We hosted our first Thanksgiving the first year we were in our house, which is almost fifteen years ago now. Hard to believe it has been that long. We have hosted about half the time since then, some years we had almost twenty for dinner, and other years we had less than ten. The year we had twenty people I stopped up the kitchen sink with potato peels about an hour before we were going to eat. We managed to have a lovely dinner, off of paper plates, but the cleanup process was greatly complicated by the sink clog. And we still had to fix the clog after the party was over. Lesson 1 for Turkey Day: compost or throw away your potato peels. Don’t put them down the disposal. Really, just don’t. You will thank yourself later.

I got lots of advice from my mom that first year on cooking the turkey, and it turned out beautifully. I realized then that the turkey is almost the easiest part of the whole meal, as long as you leave the oven door closed. Opening the oven to baste the turkey lets out all the heat and lengthens the cooking time. Skip the basting and use the roasting time to work on the rest of the meal. Lesson 2: Leave the turkey alone – let the oven do its work.

Among our extended family, we share the cooking duties for holiday meals. I love to cook and bake, and I probably do more than I have to for holiday meals, but I do know when to ask for help. When someone asks what they can bring, I tell them. Unless they have something already in mind, I look at my meal plan and give them an assignment. Lesson 3: Let others share the cooking chores – you don’t have to do it all.

What are your top tips to ease the stress of hosting a big dinner party?

Homemade Mixes to the Rescue

It probably won’t surprise you to learn that I don’t keep cake mixes or Bisquick in the house. I prefer to bake from scratch so I know exactly what is in my food, and because I like the results better. That is not to say that I don’t need the convenience of a mix sometimes.

Last Thursday evening I realized I had just set myself up for two days worth of baking on Friday. Of course, Friday is still only one day, so I was up a little creek without a paddle.
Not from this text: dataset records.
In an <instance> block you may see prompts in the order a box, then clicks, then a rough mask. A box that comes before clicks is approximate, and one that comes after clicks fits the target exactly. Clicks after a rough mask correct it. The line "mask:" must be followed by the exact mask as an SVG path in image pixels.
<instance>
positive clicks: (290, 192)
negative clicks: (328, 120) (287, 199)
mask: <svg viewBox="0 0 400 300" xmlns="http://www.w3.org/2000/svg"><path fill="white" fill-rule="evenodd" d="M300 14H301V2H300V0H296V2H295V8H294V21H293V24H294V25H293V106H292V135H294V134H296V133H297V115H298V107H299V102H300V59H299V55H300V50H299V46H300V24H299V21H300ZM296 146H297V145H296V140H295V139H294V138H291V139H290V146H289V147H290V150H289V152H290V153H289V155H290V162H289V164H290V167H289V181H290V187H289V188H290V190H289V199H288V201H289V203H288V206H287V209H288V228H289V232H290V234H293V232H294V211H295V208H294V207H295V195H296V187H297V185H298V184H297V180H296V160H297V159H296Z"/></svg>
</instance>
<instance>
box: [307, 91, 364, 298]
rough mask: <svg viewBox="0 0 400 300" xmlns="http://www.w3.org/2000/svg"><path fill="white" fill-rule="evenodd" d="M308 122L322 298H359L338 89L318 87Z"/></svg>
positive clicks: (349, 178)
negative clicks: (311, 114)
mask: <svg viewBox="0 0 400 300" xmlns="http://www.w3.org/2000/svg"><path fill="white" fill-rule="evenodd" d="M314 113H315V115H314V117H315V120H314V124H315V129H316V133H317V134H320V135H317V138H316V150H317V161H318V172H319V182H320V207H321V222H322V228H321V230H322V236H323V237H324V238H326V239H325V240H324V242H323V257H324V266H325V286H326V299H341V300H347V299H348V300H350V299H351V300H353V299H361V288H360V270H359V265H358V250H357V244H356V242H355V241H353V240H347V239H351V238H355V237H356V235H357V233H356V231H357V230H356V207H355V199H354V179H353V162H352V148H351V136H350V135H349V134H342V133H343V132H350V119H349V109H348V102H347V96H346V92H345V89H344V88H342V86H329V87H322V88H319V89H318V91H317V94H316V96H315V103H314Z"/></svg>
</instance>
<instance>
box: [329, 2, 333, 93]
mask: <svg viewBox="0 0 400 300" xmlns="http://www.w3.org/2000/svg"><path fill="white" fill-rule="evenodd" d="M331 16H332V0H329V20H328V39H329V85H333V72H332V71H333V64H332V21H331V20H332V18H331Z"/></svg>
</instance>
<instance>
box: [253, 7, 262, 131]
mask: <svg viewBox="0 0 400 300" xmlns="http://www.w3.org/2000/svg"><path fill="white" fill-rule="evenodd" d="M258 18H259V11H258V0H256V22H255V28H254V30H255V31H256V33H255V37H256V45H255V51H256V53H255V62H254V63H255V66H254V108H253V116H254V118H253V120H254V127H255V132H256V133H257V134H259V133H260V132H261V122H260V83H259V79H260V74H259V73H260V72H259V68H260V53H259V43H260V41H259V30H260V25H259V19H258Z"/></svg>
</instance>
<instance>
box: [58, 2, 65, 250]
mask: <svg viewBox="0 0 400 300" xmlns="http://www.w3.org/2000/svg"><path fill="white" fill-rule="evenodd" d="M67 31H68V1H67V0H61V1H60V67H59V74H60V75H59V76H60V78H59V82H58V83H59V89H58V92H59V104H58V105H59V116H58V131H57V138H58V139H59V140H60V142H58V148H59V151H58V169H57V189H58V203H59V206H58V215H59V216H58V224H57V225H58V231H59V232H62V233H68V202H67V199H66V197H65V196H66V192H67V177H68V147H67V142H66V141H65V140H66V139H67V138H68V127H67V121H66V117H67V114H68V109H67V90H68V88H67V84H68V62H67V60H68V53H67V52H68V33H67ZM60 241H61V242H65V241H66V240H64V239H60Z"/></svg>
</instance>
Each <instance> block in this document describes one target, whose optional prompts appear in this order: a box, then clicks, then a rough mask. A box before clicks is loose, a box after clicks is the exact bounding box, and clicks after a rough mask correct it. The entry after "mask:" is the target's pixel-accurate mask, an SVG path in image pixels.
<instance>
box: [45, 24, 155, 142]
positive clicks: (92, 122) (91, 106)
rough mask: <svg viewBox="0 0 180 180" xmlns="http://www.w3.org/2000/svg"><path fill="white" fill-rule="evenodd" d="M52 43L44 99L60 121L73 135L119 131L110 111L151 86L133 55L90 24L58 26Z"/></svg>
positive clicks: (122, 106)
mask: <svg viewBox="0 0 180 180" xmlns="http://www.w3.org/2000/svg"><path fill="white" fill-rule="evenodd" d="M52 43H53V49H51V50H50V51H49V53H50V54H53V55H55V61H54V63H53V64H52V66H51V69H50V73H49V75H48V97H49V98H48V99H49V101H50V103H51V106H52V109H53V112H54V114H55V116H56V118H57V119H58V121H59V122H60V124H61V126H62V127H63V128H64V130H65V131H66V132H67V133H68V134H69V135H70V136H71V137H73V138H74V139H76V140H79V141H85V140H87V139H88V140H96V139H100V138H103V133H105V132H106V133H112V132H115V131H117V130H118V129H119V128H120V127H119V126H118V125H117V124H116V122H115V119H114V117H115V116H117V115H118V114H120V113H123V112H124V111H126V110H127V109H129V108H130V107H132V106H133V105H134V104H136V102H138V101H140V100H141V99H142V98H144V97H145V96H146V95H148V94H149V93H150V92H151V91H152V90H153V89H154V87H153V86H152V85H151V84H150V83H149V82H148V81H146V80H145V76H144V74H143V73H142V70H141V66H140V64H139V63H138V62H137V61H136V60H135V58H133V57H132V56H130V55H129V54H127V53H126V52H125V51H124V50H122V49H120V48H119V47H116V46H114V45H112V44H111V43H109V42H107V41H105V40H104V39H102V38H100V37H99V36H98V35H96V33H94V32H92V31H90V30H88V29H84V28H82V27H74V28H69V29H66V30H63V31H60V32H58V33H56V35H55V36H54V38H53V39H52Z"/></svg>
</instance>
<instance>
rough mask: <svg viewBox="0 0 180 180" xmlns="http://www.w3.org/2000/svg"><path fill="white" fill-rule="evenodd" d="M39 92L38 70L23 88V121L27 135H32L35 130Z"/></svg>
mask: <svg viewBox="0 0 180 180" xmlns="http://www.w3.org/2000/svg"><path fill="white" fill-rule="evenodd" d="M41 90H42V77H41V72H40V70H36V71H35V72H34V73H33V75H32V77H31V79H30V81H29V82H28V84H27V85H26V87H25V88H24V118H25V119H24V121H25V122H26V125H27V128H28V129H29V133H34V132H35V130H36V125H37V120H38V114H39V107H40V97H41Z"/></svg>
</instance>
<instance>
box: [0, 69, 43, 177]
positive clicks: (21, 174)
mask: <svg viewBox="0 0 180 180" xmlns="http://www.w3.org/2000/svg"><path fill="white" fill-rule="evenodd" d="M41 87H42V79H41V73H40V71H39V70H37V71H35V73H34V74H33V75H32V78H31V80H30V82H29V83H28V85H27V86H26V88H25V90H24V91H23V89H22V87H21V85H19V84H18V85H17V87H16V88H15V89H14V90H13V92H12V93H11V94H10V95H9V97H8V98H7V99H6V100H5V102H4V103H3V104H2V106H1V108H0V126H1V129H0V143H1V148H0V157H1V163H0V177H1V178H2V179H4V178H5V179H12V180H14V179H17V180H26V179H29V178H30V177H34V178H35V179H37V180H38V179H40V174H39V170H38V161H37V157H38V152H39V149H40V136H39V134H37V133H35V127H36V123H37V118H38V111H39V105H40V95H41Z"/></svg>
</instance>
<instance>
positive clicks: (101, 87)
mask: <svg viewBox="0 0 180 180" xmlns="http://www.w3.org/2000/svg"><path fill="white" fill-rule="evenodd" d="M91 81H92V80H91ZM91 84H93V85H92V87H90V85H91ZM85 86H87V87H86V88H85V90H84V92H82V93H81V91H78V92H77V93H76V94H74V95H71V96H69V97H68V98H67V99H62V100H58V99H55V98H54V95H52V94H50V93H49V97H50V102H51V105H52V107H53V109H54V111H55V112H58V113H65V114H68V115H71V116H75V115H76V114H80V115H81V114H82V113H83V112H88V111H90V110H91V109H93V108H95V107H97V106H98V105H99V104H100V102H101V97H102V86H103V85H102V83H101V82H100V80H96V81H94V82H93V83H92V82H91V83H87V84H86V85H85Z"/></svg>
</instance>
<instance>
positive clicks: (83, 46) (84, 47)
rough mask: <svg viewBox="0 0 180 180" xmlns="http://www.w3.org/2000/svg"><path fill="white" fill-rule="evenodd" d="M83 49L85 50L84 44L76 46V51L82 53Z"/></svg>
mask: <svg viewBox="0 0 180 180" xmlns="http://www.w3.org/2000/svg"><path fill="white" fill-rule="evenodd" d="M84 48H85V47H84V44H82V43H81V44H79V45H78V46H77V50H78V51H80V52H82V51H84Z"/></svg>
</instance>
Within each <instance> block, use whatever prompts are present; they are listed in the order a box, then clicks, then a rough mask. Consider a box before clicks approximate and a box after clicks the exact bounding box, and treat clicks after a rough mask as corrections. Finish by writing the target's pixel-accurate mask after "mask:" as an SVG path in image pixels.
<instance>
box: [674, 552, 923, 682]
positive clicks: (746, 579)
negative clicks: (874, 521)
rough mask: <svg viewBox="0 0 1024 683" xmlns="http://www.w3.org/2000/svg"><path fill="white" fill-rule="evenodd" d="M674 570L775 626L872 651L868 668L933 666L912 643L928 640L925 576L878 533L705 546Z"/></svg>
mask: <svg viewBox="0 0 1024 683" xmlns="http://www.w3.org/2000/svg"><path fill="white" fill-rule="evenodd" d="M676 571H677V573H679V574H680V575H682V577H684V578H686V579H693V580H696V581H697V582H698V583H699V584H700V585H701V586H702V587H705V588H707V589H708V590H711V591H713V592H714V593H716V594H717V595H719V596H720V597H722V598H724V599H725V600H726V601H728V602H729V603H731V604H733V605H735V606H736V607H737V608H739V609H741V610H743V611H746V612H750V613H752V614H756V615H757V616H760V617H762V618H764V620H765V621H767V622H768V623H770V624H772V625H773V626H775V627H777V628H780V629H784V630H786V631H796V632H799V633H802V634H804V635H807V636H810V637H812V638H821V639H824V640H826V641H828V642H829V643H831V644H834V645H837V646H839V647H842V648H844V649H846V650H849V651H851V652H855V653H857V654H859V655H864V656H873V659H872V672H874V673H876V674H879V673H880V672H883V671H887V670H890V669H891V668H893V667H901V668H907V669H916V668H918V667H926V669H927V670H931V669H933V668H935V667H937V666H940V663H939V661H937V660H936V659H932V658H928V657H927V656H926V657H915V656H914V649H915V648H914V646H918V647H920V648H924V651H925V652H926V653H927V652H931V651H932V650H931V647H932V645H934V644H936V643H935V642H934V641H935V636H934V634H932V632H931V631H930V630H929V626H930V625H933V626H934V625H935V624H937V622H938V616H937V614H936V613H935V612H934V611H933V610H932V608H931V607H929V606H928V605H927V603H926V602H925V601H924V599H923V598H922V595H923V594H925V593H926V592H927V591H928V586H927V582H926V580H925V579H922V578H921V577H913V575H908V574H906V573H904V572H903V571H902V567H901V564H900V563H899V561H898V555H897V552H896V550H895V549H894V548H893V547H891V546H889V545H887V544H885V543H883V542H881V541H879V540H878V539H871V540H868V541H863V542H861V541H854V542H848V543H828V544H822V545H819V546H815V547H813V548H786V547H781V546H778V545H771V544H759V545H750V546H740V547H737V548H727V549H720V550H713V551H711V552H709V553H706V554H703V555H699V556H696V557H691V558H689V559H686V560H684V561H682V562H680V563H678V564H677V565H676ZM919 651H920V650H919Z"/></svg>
I needed to bake Vanilla Shortbreads and Chocolate Oat Bars for church coffee hour treats on Sunday, make brownies and peach cobbler for a family gathering on Saturday and make something for a quick breakfast on Saturday, along with the biscuits I wanted to have with dinner on Friday.

I could have bought treats for church, made only one dessert for Saturday and changed the menu for dinner and breakfast, but I didn’t. I’m not sure if it has come through in my posts, but I can be just a tiny bit stubborn sometimes. I needed a plan to make it all work, with a minimum of stress.

Solution: homemade mixes. Thursday night I mixed up the dry ingredients for my muffins, the biscuits and the cobbler topping (basically biscuits with a bit of sugar). I cut the butter into the biscuit mix and cobbler topping and put those in the fridge. The muffin mix was fine to stay on the counter.

On Friday I mixed up my muffins in five minutes. The biscuits took even less time than that. I decided to take the cobbler mix and the peaches with me on Saturday, so we could have fresh, warm cobbler. And so I would have help peeling and slicing the peaches. I may be stubborn, but I never pass up extra helping hands. With three of my projects out of the way, I got my other baking done in no time.

Take a look at your favorite recipes and see which ones you can use to make your own mixes. The dry ingredients for muffins, quick breads and cakes can be mixed together and stored at room temperature almost indefinitely. Just be sure to label the container or bag, and list what is in it. Trust me, you think you will remember, but you won’t. Store biscuit mix in the fridge or freezer, since there is a chance that the added fat could go rancid if you leave them at room temperature.

What tricks do you have for saving time in the kitchen?